So as we have started with our own thinking and learned about the possibility to break free from our inner box by reflecting on our own worldviews, we now have to move to the second most important lesson in leadership – on how to listen. Most of the times we don’t pay special attention to the way we listen. It is something intuitive and we do it so regularly that almost everyone considers himself a good listener. But most of the time we are listening in one of two modes.

  • When we are in evaluative listening mode we are trying to find the flaw in whatever out communication counterpart is saying. We constantly check what is said with what we know ourselves and are quite ready to intervene or at least, in a more polite manner, mentally note down the flaws and counter arguments for later use.
  • The second regular listening mode is when we listen for action. Here we constantly ask ourselves how what is said will or might impact ourselves. Often political conversation within companies is full of evaluative and action screening listening.
  • The third and rarely applied mode of listening is how leaders try to listen: In a constant state of active mutual support.

When we listen for possibilities we are trying to support what is said by our own stories and experience. And even if we are skeptical of what is said we try to think about the possibility and what experiences could indeed make that possibility a reality. When you are in that mode of listening, you are constantly trying to speak for someone or for something.

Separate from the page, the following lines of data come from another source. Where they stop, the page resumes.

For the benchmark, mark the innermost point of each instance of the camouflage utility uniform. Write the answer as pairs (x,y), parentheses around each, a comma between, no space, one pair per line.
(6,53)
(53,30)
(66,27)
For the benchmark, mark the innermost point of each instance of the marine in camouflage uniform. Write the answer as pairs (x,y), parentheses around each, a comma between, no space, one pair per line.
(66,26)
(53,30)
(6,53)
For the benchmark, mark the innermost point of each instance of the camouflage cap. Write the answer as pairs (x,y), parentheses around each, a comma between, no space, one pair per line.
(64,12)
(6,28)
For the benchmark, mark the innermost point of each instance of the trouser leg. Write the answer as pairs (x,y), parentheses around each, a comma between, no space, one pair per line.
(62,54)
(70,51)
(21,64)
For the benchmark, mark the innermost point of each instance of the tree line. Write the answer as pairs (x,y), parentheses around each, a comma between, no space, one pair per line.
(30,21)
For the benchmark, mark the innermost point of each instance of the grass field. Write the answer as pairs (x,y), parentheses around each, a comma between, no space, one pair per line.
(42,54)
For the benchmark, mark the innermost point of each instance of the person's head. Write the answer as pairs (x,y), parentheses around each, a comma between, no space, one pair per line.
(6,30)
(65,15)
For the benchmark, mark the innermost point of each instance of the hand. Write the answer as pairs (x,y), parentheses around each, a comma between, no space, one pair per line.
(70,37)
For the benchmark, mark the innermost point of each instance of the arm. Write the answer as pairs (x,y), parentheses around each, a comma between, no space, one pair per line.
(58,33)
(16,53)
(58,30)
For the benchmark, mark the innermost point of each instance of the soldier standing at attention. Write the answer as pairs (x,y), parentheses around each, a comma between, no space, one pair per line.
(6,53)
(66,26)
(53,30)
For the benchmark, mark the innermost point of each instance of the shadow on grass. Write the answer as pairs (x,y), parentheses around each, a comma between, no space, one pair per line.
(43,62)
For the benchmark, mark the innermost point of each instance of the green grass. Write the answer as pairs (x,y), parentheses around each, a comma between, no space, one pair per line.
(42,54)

And indeed it is a great daily exercise for every aspiring leader to pick one person in your professional environment and actively speak for him or her in front of other people. You will find that it is very unusual at first and depending on the level of leadership culture that prevails in your company it might even trigger some cynical comments. Do it anyways and make it a habit and you will find how this practice starts to change the way your communication flows. Because leadership indeed occurs in conversations it is very much about which stories are people telling about you whenever you are not there. Hence another definition of leadership is to leave your environment saturated with positive stories. With every story you can choose to manifest ones worldviews or to alter them.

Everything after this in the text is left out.